Wednesday, November 2, 2011

Practical Quantum Computers Creep Closer to Reality

Physicists find quantum versions of both feedback control and classical computer architecture

 

 

16 September 2011—The long-promised arrival of practical quantum computers—machines that exploit the laws of quantum mechanics to solve complex problems much faster than conventional computers do—seems a step closer, thanks to two recent advances by physicists.


In the first development, reported in the 2 September issue of Nature by a group led by Serge Haroche of the École Normale Supérieure and the Collège de France in Paris, the researchers created a real-time feedback mechanism for a quantum computer. Control mechanisms, such as feedback loops, are central to the operation of large conventional computers.

In the second advance, reported the same week in Science by a group led by Matteo Mariantoni and John Martinis of the University of California, Santa Barbara, scientists created a quantum central processing unit (CPU) with memory. The rudimentary device is the first quantum computer based on the common von Neumann processor-memory architecture that conventional computers use.


Dick Slusher, director of the Quantum Institute at the Georgia Institute of Technology, in Atlanta, and other experts unanimously praised the work of both groups. However, Slusher says that ”for quantum computing to be fault tolerant—a condition required to scale up to true applications like factoring useful coding keys—the error levels must be much lower than achieved so far.”
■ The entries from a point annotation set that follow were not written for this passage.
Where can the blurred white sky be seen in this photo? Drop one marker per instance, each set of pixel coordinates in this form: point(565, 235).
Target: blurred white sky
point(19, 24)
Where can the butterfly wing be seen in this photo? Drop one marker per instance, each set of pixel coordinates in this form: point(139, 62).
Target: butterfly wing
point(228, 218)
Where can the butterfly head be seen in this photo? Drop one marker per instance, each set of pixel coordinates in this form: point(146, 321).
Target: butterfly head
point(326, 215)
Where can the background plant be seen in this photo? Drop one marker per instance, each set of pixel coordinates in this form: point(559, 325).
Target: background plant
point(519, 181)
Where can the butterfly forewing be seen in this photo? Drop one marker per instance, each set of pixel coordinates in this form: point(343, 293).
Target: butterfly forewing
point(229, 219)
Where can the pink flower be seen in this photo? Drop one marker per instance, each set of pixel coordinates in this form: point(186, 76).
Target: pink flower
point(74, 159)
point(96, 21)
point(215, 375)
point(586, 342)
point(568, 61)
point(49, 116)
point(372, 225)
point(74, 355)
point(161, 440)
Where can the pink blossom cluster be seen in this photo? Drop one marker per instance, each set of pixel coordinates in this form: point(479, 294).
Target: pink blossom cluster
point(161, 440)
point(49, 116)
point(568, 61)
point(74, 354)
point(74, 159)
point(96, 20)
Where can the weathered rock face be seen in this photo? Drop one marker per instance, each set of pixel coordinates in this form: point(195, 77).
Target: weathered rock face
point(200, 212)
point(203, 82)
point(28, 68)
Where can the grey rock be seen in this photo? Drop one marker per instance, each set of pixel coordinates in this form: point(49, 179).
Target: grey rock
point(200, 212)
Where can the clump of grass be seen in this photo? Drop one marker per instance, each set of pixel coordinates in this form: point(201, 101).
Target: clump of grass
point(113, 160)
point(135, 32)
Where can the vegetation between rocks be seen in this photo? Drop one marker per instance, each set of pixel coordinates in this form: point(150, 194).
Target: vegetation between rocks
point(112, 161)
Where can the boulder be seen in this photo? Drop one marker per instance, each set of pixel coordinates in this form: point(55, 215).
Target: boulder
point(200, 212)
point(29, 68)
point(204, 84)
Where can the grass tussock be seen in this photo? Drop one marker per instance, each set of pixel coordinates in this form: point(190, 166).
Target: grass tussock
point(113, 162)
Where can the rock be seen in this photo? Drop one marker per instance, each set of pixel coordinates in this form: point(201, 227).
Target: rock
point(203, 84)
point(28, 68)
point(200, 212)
Quantum computing is an emerging field that has witnessed considerable advances in recent years, including progress toward silicon devices. However, it has proved difficult to create a practical quantum computer that would rival the processing abilities of a conventional machine. Part of the difficulty lies in the fragility of quantum states, which break down (or ”decohere,” in the parlance of quantum mechanics) rather quickly. So far, only rudimentary quantum computers with a handful of ”qubits” (quantum bits) have been built. (In May, D-Wave Systems sold Lockheed Martin a special type of computer that relies on a ”quantum annealing” processor, but many quantum computing experts remain skeptical that it is a true quantum computer.)

As they seek to create larger quantum systems, scientists have tried to incorporate some of the same systems-engineering concepts that are used in conventional computers, but the equivalent quantum systems have proved elusive—until now. ”These machines are very fragile,” says Haroche. ”The coupling to their environment causes decoherence, which destroys the quantum features required to achieve their tasks. Correcting the effects of decoherence is thus a very important aspect of quantum information. One possibility is to control the quantum machine by quantum feedback.”


Yet therein lies a challenge: In the quantum world, the mere act of observing photons or atoms perturbs their motion and changes their positions and velocities—and therefore the value the qubit holds. So for quantum feedback to work, one must be able to observe the system by performing ”weak measurements,” perturbing it only minimally, and the computer must take the perturbation into account before applying the correction.

Haroche and his colleagues use a small collection of atoms as a kind of quantum sensor to overcome this challenge. They pass atoms through a microwave cavity that contains the qubits as photons. The atoms obtain a detectable signal—a shift in their phase. This technique provides information about the state of the photons, but it does so by performing only a weak measurement and does not lead to a total collapse of the light’s quantum nature. Measuring changes in the final state of atoms that sequentially pass through the light field provides a signal that can be used to control the light.


”The work is a very impressive demonstration experiment showing that the many techniques developed in the systems engineering community can be translated to the quantum regime—if one is clever enough,” says Michael Biercuk, a quantum physicist at the University of Sydney, in Australia.


The challenge of translating a classical system, in this case the common von Neumann processor-memory architecture, into a quantum system also motivated the second team of researchers. To build a quantum CPU and RAM, the UC Santa Barbara group used two superconducting Josephson junctions—two pieces of superconducting metal separated by a thin insulating layer—as qubits. They connected the qubits using a bus made of a superconducting microwave resonator. Each qubit also had a separate resonator that acted as RAM. With the help of microwave pulses, the qubits could influence one another’s state in a way that performed calculations, and the results could be stored in the quantum RAM. They tested their CPU by allowing it to solve a few quantum algorithms, including the equivalent of the Fourier transform. The demonstration could quickly lead to a larger-scale quantum processor based on superconducting circuits, according to the UC Santa Barbara team.


The most complex algorithms performed so far have used a quantum computing system based on trapped ions, but Biercuk says the superconducting system is quickly catching up, and that’s ”extremely exciting.”

While no one expects a quantum computer to rival a conventional computer in the very near future, experts were pleased with these recent developments.


Raymond Laflamme, executive director of the Institute for Quantum Computing at the University of Waterloo, in Canada, said both experiments had ”very strong results,” and that they ”demonstrate an increasing amount of control of quantum processors.”